Kaiwo supports a wide range of AI workloads, including distributed multi-node pretraining, fine-tuning, online inference, and batch inference, with seamless integration into Kubernetes environments.
This documentation is intended for two main audiences:
- AI Scientists/Engineers: who want Kaiwo to manage their AI workloads on Kubernetes. See here
- Infrastructure/Platform Administrators: who want to deploy and manage Kaiwo on their Kubernetes clusters.

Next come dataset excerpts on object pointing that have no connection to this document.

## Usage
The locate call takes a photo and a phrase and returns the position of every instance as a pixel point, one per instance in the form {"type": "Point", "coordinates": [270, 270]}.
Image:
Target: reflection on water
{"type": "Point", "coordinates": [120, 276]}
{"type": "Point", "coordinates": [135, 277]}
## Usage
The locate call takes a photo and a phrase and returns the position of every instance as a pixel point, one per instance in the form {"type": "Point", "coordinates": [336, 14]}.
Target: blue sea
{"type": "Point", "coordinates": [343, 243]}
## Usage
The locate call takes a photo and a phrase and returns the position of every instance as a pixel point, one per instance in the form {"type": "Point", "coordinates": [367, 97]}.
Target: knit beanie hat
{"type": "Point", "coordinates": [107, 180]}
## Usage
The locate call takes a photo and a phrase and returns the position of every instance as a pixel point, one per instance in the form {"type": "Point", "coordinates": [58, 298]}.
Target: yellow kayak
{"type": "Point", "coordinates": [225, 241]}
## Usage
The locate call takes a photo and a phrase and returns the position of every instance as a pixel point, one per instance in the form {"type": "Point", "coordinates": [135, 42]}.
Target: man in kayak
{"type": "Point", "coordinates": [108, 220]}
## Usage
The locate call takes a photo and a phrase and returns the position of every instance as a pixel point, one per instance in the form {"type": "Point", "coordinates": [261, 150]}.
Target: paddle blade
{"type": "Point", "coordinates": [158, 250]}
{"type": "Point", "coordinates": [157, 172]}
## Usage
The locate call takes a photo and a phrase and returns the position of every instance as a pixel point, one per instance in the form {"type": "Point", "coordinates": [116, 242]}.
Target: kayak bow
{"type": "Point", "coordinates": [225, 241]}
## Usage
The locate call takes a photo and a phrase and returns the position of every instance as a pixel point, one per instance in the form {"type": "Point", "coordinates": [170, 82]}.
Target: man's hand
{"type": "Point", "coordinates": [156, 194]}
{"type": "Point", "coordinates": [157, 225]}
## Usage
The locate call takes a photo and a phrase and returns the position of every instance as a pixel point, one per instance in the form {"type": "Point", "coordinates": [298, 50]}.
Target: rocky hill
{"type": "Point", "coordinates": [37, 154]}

See here
Main Features
- GPU Utilization Optimization
- Kaiwo Operator dynamically queues workloads to reduce GPU idle time and maximize resource utilization.
- CLI Tool
- Simplified workload submission using the kaiwo CLI tool
- Distributed Workload Scheduling
- Effortlessly schedule distributed workloads across multiple Kubernetes nodes with Kaiwo Operator.
- Broad Workload Support with pre-built templates
- Supports running Kubernetes Jobs, Deployments, RayJobs and RayServices.
- Integration with Ray and Kueue
- Leverages the power of Ray for distributed computing and Kueue for efficient job queueing.